Training physicians in cultural competence is also unlikely to solve the problem of racial disparities. While “cultural competence” or cultural sensitivity should be an integral part of early physician training, practically, physicians cannot be taught the interior of every culture they could encounter in practice. How should we ensure that physicians are trained in the appropriate cultures once they are outside of the training environment? The cultural context of a physician's practice is a moving target. Physicians relocate. And the cultural face of major urban centers changes as the “dominant” minority cultures change with successive waves of immigration.

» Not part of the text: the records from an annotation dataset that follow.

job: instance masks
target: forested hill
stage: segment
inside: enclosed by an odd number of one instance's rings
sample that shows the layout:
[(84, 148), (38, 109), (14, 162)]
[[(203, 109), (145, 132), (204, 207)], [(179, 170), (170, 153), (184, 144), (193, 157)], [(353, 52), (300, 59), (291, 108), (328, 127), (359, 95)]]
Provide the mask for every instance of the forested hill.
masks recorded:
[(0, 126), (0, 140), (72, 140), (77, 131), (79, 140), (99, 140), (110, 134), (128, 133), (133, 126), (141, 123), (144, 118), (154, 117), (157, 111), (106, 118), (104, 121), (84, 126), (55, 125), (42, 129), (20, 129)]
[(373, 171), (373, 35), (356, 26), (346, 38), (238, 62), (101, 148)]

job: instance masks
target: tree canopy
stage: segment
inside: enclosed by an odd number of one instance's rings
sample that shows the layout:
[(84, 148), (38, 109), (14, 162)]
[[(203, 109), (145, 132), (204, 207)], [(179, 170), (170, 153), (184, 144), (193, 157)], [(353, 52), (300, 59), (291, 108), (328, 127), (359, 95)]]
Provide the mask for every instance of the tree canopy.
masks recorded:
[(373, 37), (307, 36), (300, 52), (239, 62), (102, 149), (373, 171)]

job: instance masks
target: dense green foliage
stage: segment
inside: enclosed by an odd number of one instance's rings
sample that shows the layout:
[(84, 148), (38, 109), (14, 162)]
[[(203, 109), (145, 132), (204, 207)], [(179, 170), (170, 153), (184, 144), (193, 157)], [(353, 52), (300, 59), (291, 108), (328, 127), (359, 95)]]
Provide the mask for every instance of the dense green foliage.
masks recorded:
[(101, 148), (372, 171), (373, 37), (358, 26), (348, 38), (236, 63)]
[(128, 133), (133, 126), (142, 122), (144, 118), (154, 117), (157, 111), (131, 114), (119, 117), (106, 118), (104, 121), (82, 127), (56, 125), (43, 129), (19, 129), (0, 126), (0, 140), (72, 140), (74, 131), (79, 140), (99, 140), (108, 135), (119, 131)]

A more appropriate focus for physician training is the specific skill sets that will help physicians to identify the discrete features of a patient's culture that may impede effective implementation of treatment or interfere with optimal health outcomes. Physicians can be taught certain elements of physician–patient communication—such as using effective participatory decision-making styles, looking patients in the eye, and interrupting patients as infrequently as possible—that produce better outcomes of care in patients of all socioeconomic backgrounds (7-10). Training physicians to focus on these elements of interpersonal communication is a more achievable goal than the far more daunting challenge of achieving “universal” cultural awareness and competence.

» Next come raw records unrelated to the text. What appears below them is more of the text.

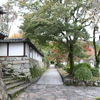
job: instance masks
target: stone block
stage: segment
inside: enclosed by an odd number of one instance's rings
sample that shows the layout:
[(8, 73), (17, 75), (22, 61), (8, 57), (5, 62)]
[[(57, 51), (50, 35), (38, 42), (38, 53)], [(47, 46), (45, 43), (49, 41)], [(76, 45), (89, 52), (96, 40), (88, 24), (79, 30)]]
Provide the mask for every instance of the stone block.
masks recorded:
[(29, 69), (23, 69), (23, 73), (29, 73), (30, 70)]
[(29, 57), (22, 57), (22, 60), (29, 60)]
[(17, 69), (17, 70), (20, 70), (21, 68), (21, 64), (17, 64), (17, 65), (12, 65), (12, 69)]
[(24, 67), (25, 69), (27, 69), (27, 68), (30, 68), (30, 65), (29, 65), (29, 64), (24, 64), (23, 67)]
[(0, 58), (1, 61), (4, 61), (6, 58)]
[(23, 70), (22, 69), (15, 69), (14, 72), (22, 73)]
[(10, 100), (9, 96), (7, 95), (6, 86), (1, 78), (0, 78), (0, 100)]
[(29, 60), (13, 61), (13, 64), (23, 64), (23, 63), (29, 63)]
[(5, 68), (12, 68), (12, 65), (8, 64), (8, 65), (5, 66)]
[(22, 57), (16, 57), (15, 60), (22, 60)]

Focusing solely on physicians and the clinical setting is meeting only half the challenge. Even the most culturally competent, racially or ethnically concordant physician who sees a patient with chronic disease every 2 to 3 months for 15 to 20 minutes cannot be expected to address the individual patient's complex and unique barriers to effective care. Preparing all patients to make the most of those brief office visits must be a major focus of future efforts to reduce disparities. Many tested patient training programs increase patient participation in treatment decisions. These programs are as effective in improving the outcomes of care among poor and minority populations (9-12) as they are in the general population. Minority patients could also be encouraged to bring advocates or family members to the office or hospital to be translators or “negotiators” for lifestyle-appropriate treatment decisions. Promising preliminary research suggests that using these patient advocates, “navigators,” or community-based “coaches” may be effective in improving the quality of chronic disease care for minorities (13).
Calling for patients to be trained as meaningful, not just token, comanagers of their health care is far from a new notion. But its widespread implementation in ethnic and minority populations, while an enormous political, social, and economic challenge, may reduce disparities in the practice and effectiveness of U.S. medicine.